Co-ownership Flashcards
Co-ownership: imposition of a trust
- Whenever land is owned jointly, a trust of land is imposed.
- Legal title: held by the trustees, who are the registered owner(s) at the Land Registry, and have powers and duties of management.
- Equitable title: held by the beneficiaries, names kept private and do not appear on the registers.
Types of trust of land
(1) Express trusts
(2) Implied trusts
Express trusts of land
Formalities which must be followed:
- LPA 1925, s 53(1)(b): must be in writing signed by some person who is able to declare such a trust or by his will
- Applies:
(a) where the trust is deliberately set up
(b) where land is gifted to a minor, as minors cannot own property in their own right
(c) where land is bought by more than one person in joint names
Implied trusts of land
- may arise informally, no formalities
- may arise:
(a) If a property is bought in A’s name, but B makes a financial contribution
(b) If a court decides that the owner should, as a matter of conscience, hold the land by way of constructive trust.
Types of co-ownership
(1) Joint tenancy
(2) Tenancy in common
Joint tenancy
- All co-owners are deemed to constitute one single entity, and own the whole property as one collective entity
- They must hold the four unities (AG Securities v Vaughan)
Tenancy in common
- Requires only unity of possession
- Tenants in common are not viewed as a single entity, but as each having a ‘distinct but undivided share’ in the land
- Each has a clearly quantified share of the whole, e.g. 25%, but cannot point to any particular part of the land and say ‘that is my 25%’.

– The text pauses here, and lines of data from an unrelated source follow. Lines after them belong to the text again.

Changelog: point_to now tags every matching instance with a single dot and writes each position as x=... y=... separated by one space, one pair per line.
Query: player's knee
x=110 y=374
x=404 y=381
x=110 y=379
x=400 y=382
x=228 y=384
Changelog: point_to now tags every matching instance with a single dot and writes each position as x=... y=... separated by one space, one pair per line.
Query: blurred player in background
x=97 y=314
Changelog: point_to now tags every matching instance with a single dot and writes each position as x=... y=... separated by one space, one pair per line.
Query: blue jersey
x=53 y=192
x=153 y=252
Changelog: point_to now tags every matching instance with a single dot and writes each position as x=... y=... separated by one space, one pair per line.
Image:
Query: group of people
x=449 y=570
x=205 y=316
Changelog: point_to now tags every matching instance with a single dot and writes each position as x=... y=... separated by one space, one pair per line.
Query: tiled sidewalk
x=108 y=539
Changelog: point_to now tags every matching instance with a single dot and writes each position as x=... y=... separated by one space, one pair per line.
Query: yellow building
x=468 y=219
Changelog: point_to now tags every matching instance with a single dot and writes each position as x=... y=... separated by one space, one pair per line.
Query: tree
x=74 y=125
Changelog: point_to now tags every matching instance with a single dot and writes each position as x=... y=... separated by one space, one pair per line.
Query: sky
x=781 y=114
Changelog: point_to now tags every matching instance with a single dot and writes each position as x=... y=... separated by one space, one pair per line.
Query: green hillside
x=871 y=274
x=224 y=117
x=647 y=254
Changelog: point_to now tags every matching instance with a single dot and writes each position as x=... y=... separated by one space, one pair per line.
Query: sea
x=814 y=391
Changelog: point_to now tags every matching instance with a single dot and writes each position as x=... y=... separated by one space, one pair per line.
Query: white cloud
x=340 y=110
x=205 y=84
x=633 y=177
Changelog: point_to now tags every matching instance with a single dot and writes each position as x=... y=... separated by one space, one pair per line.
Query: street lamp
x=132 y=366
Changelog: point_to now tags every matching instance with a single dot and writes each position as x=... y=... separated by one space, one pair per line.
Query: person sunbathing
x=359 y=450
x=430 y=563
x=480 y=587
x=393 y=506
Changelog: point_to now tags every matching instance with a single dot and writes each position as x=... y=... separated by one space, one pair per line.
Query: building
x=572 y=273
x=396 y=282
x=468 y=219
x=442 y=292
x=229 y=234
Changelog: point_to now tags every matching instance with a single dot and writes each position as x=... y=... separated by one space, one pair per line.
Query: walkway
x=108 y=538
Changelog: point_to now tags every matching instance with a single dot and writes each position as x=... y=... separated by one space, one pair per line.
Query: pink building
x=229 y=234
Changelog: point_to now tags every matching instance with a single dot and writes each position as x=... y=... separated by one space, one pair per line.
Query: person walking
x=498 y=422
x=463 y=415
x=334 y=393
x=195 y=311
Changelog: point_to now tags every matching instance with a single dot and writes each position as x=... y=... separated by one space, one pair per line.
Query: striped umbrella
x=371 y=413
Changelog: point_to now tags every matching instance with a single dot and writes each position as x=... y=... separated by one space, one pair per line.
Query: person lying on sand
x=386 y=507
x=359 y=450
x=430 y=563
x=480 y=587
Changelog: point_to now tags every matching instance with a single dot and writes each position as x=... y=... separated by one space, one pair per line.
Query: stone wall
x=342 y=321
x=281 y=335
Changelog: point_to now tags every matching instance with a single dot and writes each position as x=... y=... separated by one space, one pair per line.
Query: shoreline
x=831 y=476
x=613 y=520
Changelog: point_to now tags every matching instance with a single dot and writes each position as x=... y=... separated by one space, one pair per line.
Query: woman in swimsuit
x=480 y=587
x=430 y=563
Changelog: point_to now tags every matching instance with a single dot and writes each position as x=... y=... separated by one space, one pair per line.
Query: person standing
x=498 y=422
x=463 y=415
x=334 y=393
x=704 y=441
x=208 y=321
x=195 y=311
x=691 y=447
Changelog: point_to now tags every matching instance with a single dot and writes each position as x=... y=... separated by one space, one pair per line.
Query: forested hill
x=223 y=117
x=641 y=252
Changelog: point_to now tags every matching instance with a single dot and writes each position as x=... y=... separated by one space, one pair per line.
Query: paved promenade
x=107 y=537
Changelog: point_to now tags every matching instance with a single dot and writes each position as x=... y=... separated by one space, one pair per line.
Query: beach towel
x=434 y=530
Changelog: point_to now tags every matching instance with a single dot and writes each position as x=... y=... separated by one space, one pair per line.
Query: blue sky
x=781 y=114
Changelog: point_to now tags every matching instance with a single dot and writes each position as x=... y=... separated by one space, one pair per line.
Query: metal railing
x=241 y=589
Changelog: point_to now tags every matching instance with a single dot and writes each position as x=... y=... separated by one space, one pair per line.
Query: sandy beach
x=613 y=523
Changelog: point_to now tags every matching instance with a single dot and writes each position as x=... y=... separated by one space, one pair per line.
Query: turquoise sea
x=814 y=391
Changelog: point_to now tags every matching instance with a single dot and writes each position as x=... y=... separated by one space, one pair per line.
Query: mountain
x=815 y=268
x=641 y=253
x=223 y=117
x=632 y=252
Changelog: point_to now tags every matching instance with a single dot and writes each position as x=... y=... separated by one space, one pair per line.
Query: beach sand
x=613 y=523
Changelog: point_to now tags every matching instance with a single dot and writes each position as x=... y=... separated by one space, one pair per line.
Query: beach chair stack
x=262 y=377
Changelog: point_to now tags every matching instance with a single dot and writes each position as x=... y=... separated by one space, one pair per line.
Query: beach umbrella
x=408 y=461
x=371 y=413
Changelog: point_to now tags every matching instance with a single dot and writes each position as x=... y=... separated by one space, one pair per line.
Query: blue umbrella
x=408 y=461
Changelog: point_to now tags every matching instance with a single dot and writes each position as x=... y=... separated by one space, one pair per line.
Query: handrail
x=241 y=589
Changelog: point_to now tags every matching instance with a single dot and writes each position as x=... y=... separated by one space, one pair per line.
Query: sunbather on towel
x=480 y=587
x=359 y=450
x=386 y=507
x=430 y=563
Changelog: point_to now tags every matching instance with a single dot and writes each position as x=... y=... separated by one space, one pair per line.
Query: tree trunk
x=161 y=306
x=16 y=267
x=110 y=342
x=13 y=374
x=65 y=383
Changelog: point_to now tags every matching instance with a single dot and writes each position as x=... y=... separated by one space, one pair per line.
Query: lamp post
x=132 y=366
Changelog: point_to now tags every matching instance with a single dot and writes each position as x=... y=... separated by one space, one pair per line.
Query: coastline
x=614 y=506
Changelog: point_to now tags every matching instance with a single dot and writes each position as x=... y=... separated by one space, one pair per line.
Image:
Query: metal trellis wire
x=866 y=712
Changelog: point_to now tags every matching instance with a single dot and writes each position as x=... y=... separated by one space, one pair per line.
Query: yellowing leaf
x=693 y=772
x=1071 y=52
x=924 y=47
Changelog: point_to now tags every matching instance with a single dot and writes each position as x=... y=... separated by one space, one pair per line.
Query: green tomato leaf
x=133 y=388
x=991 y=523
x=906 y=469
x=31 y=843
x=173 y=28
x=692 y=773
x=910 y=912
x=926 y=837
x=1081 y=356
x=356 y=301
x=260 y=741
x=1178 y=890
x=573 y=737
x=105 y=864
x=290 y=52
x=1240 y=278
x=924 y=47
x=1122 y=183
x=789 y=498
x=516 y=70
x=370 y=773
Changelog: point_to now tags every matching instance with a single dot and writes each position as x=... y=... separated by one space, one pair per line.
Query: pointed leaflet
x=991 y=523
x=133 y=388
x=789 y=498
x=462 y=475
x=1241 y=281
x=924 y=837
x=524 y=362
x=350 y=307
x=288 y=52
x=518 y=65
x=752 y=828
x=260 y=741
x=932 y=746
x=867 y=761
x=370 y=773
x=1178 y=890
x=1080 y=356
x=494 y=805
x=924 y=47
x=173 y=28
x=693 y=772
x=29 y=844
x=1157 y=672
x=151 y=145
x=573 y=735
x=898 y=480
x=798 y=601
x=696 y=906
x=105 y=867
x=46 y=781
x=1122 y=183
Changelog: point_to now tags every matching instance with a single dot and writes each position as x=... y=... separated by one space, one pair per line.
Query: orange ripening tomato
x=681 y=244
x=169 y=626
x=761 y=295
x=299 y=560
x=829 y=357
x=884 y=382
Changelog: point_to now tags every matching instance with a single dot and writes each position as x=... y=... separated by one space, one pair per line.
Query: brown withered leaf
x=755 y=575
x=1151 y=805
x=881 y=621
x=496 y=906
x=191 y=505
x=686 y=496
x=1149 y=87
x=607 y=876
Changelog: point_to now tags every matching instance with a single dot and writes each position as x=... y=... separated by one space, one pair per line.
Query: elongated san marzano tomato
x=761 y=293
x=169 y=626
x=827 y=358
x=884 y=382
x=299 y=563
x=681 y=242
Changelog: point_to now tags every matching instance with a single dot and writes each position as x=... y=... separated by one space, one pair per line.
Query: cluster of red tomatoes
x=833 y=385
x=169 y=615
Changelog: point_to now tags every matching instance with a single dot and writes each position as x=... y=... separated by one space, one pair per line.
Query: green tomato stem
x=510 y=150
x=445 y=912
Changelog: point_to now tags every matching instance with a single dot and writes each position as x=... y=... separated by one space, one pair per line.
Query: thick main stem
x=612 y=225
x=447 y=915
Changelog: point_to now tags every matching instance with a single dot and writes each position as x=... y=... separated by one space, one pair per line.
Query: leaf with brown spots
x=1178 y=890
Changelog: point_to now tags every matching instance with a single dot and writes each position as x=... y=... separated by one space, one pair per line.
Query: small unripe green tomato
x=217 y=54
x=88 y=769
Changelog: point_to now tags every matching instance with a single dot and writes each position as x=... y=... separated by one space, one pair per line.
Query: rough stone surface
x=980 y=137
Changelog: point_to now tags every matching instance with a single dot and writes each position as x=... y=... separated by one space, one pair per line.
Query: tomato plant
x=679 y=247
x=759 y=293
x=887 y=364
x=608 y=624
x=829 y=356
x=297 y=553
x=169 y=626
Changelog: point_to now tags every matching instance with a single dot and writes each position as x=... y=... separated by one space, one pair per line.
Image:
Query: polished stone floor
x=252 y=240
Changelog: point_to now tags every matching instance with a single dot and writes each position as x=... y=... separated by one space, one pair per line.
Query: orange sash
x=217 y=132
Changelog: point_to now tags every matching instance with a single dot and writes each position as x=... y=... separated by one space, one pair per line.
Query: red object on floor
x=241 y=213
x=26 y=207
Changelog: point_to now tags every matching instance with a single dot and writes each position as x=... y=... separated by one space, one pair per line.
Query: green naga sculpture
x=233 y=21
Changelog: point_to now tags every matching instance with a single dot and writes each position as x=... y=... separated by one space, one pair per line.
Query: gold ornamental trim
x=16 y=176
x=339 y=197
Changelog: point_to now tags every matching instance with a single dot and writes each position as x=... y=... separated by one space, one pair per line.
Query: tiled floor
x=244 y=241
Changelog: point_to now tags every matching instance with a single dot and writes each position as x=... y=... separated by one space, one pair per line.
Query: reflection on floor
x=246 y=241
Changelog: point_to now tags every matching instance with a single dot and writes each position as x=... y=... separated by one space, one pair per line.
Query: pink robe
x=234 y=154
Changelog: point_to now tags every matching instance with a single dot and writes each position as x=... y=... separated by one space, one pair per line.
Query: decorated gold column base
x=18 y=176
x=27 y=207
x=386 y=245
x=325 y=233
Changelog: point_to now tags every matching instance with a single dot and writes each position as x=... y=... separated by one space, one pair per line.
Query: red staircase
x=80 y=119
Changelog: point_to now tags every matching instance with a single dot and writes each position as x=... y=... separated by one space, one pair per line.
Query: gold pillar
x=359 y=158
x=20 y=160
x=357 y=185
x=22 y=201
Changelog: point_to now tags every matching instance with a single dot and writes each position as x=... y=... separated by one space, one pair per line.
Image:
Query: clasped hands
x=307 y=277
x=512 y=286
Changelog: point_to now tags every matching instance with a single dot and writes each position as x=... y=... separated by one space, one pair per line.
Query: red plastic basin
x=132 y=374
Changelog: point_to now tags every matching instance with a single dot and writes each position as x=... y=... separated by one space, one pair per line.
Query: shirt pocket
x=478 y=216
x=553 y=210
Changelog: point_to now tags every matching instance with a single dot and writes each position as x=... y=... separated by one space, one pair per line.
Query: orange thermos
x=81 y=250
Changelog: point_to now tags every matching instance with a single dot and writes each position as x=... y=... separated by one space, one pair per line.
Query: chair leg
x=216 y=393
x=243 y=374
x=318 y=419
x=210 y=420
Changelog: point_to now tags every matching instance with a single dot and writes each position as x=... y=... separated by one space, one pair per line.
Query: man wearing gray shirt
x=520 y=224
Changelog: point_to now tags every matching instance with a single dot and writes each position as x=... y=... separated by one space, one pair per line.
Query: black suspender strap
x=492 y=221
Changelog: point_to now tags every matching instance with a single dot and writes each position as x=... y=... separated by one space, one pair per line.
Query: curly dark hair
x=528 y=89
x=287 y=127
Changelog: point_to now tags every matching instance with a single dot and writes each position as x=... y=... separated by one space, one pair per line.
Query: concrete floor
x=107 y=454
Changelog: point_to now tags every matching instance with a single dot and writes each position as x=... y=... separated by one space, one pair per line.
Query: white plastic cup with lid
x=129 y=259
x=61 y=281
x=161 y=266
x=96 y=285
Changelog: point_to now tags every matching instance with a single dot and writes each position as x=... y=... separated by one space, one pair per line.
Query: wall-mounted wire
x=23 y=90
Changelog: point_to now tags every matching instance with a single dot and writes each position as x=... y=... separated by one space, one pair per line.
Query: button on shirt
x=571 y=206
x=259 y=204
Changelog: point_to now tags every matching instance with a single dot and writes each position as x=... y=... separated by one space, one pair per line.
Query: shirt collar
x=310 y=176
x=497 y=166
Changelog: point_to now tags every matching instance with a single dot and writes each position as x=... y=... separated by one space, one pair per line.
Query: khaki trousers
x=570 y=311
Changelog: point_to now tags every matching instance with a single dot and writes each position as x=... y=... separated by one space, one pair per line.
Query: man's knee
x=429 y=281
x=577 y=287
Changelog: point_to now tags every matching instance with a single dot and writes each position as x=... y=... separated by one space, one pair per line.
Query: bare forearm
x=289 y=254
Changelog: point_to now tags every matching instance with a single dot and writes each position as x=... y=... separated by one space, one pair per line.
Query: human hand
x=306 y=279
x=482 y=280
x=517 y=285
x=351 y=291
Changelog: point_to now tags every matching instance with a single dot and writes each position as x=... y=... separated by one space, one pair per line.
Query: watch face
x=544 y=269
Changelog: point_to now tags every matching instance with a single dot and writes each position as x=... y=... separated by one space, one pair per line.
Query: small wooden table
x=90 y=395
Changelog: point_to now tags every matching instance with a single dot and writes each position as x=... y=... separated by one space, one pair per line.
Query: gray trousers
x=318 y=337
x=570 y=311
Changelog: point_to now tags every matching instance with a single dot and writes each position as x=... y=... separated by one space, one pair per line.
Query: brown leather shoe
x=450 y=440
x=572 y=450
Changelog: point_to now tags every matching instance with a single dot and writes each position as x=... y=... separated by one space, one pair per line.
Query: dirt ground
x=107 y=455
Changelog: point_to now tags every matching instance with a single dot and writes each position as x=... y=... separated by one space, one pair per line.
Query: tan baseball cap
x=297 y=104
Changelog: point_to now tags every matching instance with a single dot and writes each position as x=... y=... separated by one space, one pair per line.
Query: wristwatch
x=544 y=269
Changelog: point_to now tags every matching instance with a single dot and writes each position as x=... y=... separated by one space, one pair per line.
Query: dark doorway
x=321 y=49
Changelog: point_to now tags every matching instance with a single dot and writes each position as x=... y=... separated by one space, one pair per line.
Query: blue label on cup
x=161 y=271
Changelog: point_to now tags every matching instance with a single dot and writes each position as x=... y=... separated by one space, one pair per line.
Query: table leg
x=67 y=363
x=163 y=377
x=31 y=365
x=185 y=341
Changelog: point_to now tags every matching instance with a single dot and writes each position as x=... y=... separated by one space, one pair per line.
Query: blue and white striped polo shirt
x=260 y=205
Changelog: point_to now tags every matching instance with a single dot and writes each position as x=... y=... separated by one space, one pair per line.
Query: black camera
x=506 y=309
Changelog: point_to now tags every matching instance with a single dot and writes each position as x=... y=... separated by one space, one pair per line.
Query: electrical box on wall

AG Securities v Vaughan - The four unities
(1) Unity of possession: each co-owner is as much entitled to possession of any part of the land as the others. No co-owner can be excluded from any part of the land
(2) Unity of interest: The interest in land held by each co-owner must be of the same nature and duration
(3) Unity of title: all co-owners must acquire their title from the same document
(4) Unity of time: the interest of each co-owner must vest/take effect at the same time.
Survivorship
- Joint tenants are regarded as a single entity, and therefore when one joint tenant dies, survivorship applies. The notional interest of the deceased joint tenant accrues to the surviving joint tenants
- Survivorship operates automatically as soon as the joint tenant dies. It is unaffected by any provision in a will, or by the intestacy rules if there is no will. Any provision in a will to leave a joint tenant’s interest to someone will have no effect (Re Caines deceased)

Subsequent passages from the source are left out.